I printed frames’ positions and it somehow managed to make some long decimals. I don’t know how could this happen.
I appreciate your help.
Thanks!
You’re getting floating point errors. In short, computers can’t accurately represent decimals with full precision all the time.
As long as you don’t rely on the values being exact, it won’t cause any harm whatsoever. As @Kampfkarren explained, it’s just a floating point error. Essentially, just ignore it unless you need your decimals to be exact, which in this specific scenario doesn’t seem necessary.
Thanks to both of you but I think it’s kinda necessary in visual.
I guess I’m gonna use something else.
What about using a UIGridLayout?
You can do this sort of thing automatically and change values really easily.
Gonna check it out, thanks!
An alternative could be an ImageLabel with the ScaleType as Tile, which I think could work pretty nicely.
ListLayout seems more apt for this situation.
Also, you could try rounding your numbers to the nearest .05 with code like this.

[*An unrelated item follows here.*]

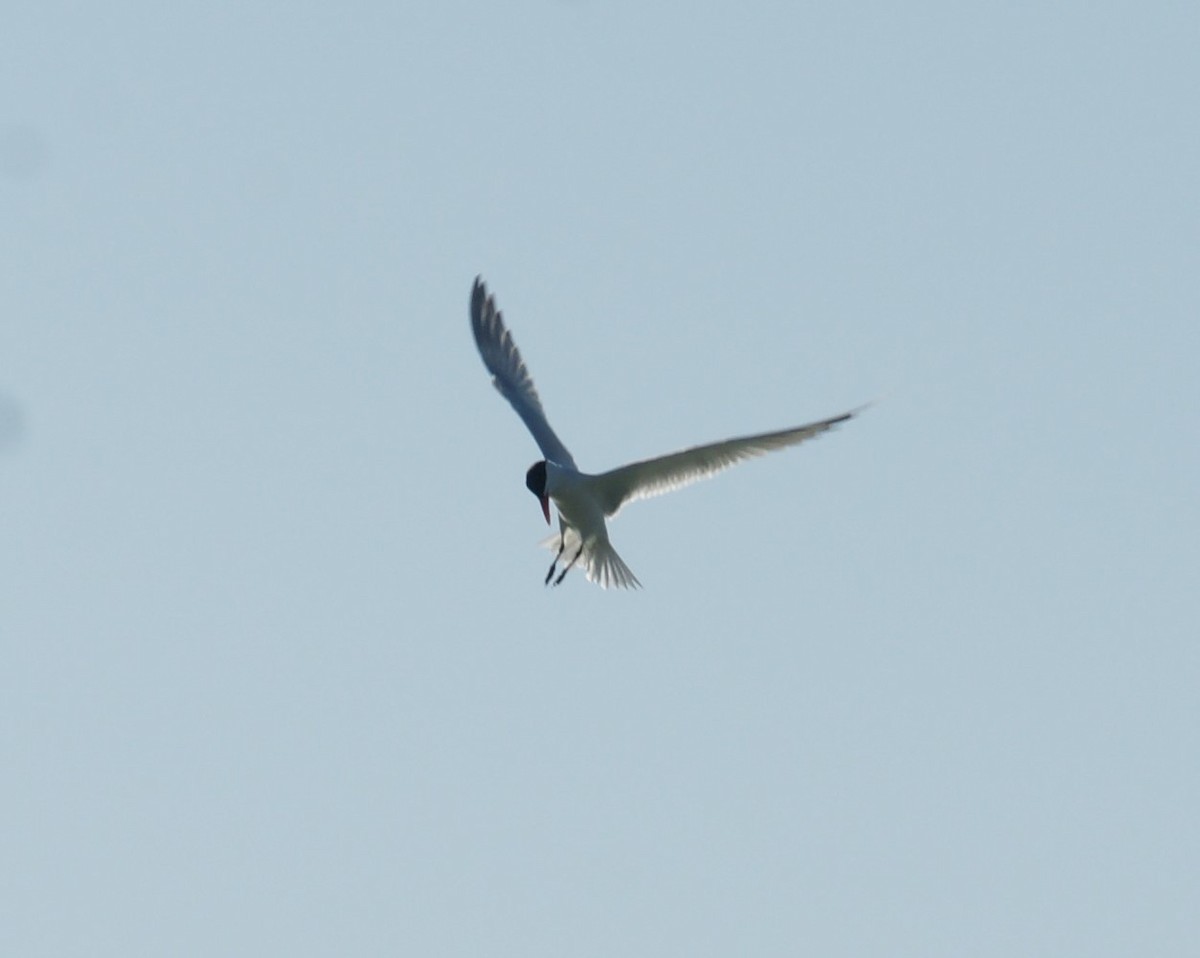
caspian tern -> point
(586, 501)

Not sure if this rounding will cause floating point imprecision either though.
function round20ths(num)
return math.floor(num*20+.5)/20
end)
Edit: I realize now that rounding will not help the situation.
Regardless of rounding, the value is still a number that has to be represented in binary, and therefore is still partial to floating point errors.

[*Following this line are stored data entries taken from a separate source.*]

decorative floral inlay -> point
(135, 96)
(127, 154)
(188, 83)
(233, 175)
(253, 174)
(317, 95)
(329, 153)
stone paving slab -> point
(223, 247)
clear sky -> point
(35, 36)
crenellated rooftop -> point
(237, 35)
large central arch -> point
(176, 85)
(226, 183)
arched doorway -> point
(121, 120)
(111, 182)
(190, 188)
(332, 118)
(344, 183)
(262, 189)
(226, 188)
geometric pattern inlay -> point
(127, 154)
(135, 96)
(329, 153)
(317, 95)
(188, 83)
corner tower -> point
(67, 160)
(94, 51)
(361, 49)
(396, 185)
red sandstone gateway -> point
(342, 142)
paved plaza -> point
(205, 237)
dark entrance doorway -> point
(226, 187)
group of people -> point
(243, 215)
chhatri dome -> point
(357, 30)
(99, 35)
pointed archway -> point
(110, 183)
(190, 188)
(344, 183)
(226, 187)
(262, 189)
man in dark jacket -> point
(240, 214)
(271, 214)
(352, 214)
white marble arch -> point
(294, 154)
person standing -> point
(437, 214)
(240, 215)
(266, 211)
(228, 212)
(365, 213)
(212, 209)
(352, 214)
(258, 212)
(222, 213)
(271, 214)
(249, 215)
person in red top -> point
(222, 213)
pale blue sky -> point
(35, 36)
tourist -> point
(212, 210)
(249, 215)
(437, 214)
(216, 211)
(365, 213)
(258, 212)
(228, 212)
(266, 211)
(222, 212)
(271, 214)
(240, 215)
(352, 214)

My understanding was that any number with a 5 or 0 at the end could be completely represented in binary. Might be wrong haha but from all the calculations I did in A level computing papers any number ending with a 5 wasn’t subject to errors.

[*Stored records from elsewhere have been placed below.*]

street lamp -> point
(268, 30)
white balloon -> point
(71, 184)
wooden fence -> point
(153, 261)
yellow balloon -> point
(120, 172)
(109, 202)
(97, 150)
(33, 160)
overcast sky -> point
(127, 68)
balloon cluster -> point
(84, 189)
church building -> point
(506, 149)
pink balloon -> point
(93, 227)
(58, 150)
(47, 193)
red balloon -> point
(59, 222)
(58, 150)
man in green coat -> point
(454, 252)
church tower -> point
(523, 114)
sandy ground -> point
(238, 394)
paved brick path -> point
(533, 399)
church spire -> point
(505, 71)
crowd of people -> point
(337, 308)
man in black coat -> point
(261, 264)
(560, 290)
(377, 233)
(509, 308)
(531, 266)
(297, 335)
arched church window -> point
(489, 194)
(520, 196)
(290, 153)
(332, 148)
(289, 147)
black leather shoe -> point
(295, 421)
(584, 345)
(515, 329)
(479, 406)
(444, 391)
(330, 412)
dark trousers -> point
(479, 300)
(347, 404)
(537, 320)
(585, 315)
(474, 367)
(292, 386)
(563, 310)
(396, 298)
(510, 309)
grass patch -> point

Use math.abs on the final number. Instant solution to float point errors, no magic or long explanations needed. Tried it when I had float point errors when using NumberValue objects.
A UIListLayout object will automatically handle positioning for you, it’s up to you to decide in the layout order, size and whatnot though.
https://docs.python.org/2/tutorial/floatingpoint.html
Most (if not all - afaik) whole numbers can be represented precisely in binary. It is specifically certain decimals that cannot be represented accurately.
From what I’ve seen there the representation errors / floating point errors occur when the answers cannot be represented in binary. A representation of, let’s say, 3.5 (assume 8 bit at fixed point binary) would be 0011.1000 which is accurately 3.5.
The link you provided states “Unfortunately, most decimal fractions cannot be represented exactly as binary fractions” which suggests that there are some. I believe it is any fraction that can be exactly represented (any whole number or any decimal ending in a 5) that have no errors. You’ll notice if you change a number value to 0.4 it becomes 0.399999999 or something insidiously close. However, 0.5 is just 0.5. No (apparent, anyway) floating point errors.
Of course. Many different decimals can be accurately represented in binary. Pretty much, any rational and “terminating” number in base 10 can be represented in base two (i.e 1/2, 1/4 - not 1/3) and any number with a denominator with a power of n^2 (1/2, 1/4, 1/8, 1/16 etc.) can be represented in base two. AFAIK any numbers that don’t follow those rules are susceptible to floating point errors.
edit: the number most follow both of those rules, not one or the other.